According to the U.S. State Department, 72% of human trafficking victims are immigrants. With over 14,000 human trafficking cases a year, that comes down to just over 10,000 cases a year.
Human trafficking is the second-fastest-growing criminal enterprise. This means the numbers are likely higher than reported.
The Biden administration recently has been in a legal battle with the state of Texas over control of the southern border. Texas is attempting to curb the number of illegal aliens the administration has allowed to cross over from Mexico by lining up storage containers topped with barbed wire.
A direct connection exists between the border crisis and child trafficking, according to a 2023 report from Emma Waters, a research associate in The Heritage Foundation’s Devos Center for Life, Religion, and Family. (The Daily Signal is Heritage’s news outlet.)
About 60% of children who cross into the U.S. unlawfully will end up in “prostitution, forced labor, and child pornography,” the report says.
The Biden administration reported releasing over 400 children last year to “nonrelated” adults in the U.S. Most of these individuals had other children already in their care, officials said.

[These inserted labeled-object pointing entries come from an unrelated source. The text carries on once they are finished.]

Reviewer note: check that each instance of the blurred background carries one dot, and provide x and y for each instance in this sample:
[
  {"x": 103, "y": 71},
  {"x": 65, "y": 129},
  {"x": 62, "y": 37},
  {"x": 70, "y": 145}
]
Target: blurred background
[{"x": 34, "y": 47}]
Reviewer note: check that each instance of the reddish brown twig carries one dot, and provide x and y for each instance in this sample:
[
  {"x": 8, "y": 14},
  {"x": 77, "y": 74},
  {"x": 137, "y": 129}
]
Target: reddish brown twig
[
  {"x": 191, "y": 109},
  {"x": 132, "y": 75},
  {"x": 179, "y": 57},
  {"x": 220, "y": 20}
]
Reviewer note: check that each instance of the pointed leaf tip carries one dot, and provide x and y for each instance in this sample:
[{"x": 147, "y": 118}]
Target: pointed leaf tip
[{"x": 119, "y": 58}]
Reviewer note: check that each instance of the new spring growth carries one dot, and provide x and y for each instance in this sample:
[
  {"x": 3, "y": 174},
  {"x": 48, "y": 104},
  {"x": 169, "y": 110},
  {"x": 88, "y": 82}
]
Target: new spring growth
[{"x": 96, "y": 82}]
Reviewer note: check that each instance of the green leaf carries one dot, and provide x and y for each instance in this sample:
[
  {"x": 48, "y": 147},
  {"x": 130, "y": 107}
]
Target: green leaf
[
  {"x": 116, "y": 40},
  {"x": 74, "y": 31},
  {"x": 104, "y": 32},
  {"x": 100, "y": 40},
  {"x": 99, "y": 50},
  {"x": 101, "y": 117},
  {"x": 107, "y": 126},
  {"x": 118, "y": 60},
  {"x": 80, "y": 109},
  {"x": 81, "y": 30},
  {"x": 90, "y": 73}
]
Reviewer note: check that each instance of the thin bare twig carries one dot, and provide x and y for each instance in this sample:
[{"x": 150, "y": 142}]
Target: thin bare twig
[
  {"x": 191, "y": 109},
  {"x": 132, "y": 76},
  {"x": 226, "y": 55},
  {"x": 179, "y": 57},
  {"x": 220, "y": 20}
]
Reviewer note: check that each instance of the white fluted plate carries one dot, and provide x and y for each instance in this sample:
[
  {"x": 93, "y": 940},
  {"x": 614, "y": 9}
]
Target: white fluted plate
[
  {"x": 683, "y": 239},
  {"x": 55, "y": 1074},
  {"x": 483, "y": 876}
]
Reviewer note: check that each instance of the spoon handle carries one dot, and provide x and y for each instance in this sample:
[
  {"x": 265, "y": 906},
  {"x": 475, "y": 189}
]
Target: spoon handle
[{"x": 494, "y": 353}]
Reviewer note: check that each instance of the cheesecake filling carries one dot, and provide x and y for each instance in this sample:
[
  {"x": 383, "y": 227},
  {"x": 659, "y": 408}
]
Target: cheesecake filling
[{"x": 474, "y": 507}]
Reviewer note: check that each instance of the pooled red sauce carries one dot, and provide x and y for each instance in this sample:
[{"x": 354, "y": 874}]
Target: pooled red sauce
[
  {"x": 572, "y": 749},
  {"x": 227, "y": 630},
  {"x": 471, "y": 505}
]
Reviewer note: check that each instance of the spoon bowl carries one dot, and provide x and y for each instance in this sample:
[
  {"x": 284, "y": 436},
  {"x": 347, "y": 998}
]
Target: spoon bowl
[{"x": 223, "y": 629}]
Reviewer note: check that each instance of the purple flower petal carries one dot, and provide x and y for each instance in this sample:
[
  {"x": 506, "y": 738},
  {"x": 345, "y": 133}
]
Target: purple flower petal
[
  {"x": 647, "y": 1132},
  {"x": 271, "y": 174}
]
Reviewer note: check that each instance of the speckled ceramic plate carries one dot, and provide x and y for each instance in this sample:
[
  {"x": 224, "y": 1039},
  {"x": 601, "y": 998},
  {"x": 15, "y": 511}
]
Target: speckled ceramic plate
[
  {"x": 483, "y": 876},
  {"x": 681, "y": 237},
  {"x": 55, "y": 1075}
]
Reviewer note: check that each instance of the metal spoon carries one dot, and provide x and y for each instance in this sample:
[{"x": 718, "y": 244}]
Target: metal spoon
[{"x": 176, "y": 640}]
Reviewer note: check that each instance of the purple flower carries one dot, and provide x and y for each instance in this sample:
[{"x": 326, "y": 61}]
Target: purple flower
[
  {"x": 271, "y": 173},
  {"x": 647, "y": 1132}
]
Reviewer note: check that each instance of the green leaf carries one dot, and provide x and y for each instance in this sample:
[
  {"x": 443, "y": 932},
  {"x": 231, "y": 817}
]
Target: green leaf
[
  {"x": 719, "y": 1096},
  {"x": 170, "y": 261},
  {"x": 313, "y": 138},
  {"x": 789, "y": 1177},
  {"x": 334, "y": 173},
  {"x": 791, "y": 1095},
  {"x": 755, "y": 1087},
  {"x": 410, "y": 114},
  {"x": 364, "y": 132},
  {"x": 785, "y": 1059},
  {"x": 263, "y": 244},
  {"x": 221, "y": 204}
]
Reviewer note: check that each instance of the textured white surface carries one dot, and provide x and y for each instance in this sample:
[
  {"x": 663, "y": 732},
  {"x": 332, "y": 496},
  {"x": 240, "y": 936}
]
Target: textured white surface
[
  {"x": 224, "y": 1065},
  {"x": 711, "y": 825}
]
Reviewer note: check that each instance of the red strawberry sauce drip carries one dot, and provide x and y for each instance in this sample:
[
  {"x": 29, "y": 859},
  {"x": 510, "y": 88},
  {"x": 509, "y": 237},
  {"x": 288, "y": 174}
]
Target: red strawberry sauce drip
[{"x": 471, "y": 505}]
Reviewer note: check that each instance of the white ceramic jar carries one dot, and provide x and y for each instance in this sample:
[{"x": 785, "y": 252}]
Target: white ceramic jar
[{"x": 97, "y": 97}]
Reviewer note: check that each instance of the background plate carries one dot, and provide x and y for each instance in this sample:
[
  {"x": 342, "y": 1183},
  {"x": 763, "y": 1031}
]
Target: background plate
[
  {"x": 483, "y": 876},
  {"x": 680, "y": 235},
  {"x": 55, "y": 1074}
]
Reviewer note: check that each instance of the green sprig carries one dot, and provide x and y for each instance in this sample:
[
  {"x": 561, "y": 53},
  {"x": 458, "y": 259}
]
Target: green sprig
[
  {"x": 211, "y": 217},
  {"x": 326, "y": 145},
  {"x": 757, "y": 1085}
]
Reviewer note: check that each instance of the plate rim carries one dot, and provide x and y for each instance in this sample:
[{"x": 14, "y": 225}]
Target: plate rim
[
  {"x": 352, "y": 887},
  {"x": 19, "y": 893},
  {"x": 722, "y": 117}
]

Last April, a whistleblower told Congress that the U.S. government is the “middleman” in the multibillion-dollar industry of human trafficking of minors through the porous southern border.
Half of the most wanted child traffickers sought by U.S. Immigration and Customs Enforcement are from Mexico, according to Waters’ report.
“The link between human trafficking and the porous southern border highlights the need for strong border security,” Waters told The Daily Signal. “The Biden administration’s negligent enforcement at the southern border directly corresponds with the increase in human trafficking into the United States, especially during major national events such as the Super Bowl.”
Waters also criticized Nevada’s legalization of sex work.
“The legality of prostitution, along with increased demand for such services, will not only increase the ‘supply’ of women and children, but it will be more difficult to catch traffickers,” she said.